Un-initialize a variable in C/C++ - c++

This is more a theoretical question than a practical one, but I was wondering whether is it possible to un-initialize a variable in C (or C++). So let's say we have the following code:
void some_fun()
{
int a; // <-- Here a is an un-initialized variable, it's value is the value
// found in the memory at the given location.
a = 7; // Now I have initialized it
// do something with a ...
// and here do something again with a that it
// will have the same state (ie: indeterministic) as before initialization
}
(No, I don't want to put a random value in a because that would be also an initialization, nor 0, because that's a very nice value, ... I just want it to be again in that "I don't know anything about it" stage it was before initializing it).
(Yes I am aware of: What happens to a declared, uninitialized variable in C? Does it have a value?)
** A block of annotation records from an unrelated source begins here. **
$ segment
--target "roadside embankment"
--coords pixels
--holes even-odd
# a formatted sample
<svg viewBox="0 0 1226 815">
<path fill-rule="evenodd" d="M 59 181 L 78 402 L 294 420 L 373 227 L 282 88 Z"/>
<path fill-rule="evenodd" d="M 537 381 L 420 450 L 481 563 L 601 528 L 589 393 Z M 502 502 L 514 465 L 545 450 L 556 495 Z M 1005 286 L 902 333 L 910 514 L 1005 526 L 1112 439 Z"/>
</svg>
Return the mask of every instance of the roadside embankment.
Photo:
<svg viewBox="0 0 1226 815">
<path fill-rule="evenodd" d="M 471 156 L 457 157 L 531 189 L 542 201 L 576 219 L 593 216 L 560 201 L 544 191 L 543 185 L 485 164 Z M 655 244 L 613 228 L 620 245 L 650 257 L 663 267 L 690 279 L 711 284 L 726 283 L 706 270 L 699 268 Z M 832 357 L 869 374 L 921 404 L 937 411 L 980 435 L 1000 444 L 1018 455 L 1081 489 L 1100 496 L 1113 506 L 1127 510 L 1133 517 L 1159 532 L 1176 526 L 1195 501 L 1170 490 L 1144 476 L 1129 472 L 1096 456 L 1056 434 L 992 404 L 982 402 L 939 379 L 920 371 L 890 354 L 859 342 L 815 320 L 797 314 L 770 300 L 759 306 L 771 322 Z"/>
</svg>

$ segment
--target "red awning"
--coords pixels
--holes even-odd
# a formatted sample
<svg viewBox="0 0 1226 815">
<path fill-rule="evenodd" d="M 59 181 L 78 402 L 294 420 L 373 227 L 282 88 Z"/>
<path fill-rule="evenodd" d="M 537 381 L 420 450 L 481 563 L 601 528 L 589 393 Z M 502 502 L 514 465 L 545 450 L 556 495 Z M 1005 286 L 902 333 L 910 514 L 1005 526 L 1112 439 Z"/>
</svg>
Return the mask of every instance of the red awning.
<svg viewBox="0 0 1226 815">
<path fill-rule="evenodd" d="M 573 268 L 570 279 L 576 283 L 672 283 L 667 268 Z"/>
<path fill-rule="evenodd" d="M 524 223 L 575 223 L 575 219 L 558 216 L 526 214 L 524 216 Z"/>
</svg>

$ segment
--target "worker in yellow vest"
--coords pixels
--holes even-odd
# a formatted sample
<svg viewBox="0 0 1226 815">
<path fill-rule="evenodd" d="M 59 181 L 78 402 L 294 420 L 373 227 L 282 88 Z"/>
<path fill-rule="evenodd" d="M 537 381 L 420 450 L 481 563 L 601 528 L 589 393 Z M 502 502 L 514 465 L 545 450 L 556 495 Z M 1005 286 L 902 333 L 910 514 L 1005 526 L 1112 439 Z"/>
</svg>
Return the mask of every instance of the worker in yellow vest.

You can use setjmp() and longjmp() to get the behavior you want, with some rearrangement of your code. The code below initializes a to 1 so that the print statements do not invoke undefined behavior.
jmp_buf jb;
void some_func (void)
{
int a = 1;
if (setjmp(jb) == 0) {
a = 7;
// do something
printf("a = %d (initialized)\n", a);
// use longjmp to make `a` not initialized
longjmp(jb, 1);
// NOTREACHED
} else {
printf("a = %d (not initialized)\n", a);
}
}
The longjmp() call returns back to the saved context of setjmp(), and moving to the else case means that a had not been initialized.
When compiled with GCC with optimizations, the above function outputs:
a = 7 (initialized)
a = 1 (not initialized)
If you want this behavior without optimizations enabled, try adding the register storage class to a's declaration.
A demo.
A longer explanation
So, why did I think setjmp() and longjmp() would work? This is what C.11 §7.13 ¶1-2 has to say about it:
The header <setjmp.h> defines the macro setjmp, and declares one function and
one type, for bypassing the normal function call and return discipline.
The type declared is
jmp_buf
which is an array type suitable for holding the information needed to restore a calling
environment. The environment of a call to the setjmp macro consists of information
sufficient for a call to the longjmp function to return execution to the correct block and
invocation of that block, were it called recursively. It does not include the state of the
floating-point status flags, of open files, or of any other component of the abstract
machine.
This explains that what is supposed to happen is that a longjmp back to the context saved in the jmp_buf by a call to setjmp will act as if the code that ran up until the longjmp call was a recursive function call, the the longjmp acts like a return from that recursive call back the setjmp. To me, this implies that the automatic variable would be "uninitialized".
int a;
// the following expression will be false if returning from `longjmp`
if (setjmp(jb) == 0) {
// this section of code can be treated like the `setjmp` call induced
// a recursive call on this function that led to the execution of the
// code in this body
a = 7;
//...
// assuming not other code modified `jb`, the following call will
// jump back to the `if` check above, but will behave like a recursive
// function call had returned
longjmp(jb, 1);
} else {
// `a` expected to be uninitialized here
}
But, there seems to be a catch. From C.11 §7.13.2 ¶3:
All accessible objects have values, and all other components of the abstract machine
have state, as of the time the longjmp function was called, except that the values of
objects of automatic storage duration that are local to the function containing the
invocation of the corresponding setjmp macro that do not have volatile-qualified type
and have been changed between the setjmp invocation and longjmp call are
indeterminate.
Since a is local, is not volatile-qualified, and has been changed between setjmp and longjmp calls, its value is indeterminate, even if it was properly initialized before calling setjmp!
So, using longjmp back to a local setjmp after an automatic non-volatile variable has been modified will always result in making those modified variables "uninitialized" after returning to the point of the setjmp.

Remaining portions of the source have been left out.